Early Macintosh 128k prototype with 5.25-inch Twiggy floppy drive for sale on eBay
Apple's Macintosh took many forms over the years, from its initial concept by Jef Raskin as a $500 appliance that contained a built-in keyboard, printer and 5-inch display, to its ceremonious debut in 1984 with an inflated price that was five times this initial vision. For a period in the Mac's development, it was assumed that the computer would feature Apple's proprietary Twiggy 5.25-inch floppy disk drive, which also came as standard issue on the original Lisa. Just recently, an extremely rare prototype of the 128k Mac with a Twiggy drive has surfaced on eBay, but with an opening bid of $99,995, this antique is beyond what most of us could ever afford.
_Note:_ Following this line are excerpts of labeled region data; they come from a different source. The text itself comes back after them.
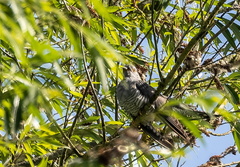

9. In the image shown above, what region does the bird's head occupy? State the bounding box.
[123,65,141,80]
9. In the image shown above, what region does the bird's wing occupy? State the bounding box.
[136,80,155,99]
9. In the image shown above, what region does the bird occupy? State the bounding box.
[116,65,209,149]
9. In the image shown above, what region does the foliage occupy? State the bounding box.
[0,0,240,166]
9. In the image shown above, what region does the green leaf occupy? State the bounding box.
[225,84,240,104]
[216,21,237,49]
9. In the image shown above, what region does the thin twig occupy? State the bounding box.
[81,36,106,143]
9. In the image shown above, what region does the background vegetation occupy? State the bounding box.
[0,0,240,166]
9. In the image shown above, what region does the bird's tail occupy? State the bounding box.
[140,124,174,150]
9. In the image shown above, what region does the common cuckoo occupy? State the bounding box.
[117,65,209,149]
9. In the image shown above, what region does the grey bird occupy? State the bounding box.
[117,65,209,149]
While the Twiggy disk could store an impressive 860KB of data, it was also notoriously unreliable -- so bad, in fact, that one engineer responsible for the drive remarked to Steve Jobs, "Take out your .45 and shoot the friggin' horse in the head." Ultimately, the company did just that, and the original Macintosh shipped with a 3.5-inch drive from Sony that could write only 400KB to its not-so-floppy disks. While this prototype will attract only the most affluent of bidders, the rest of us can enjoy the priceless photos of what might've been.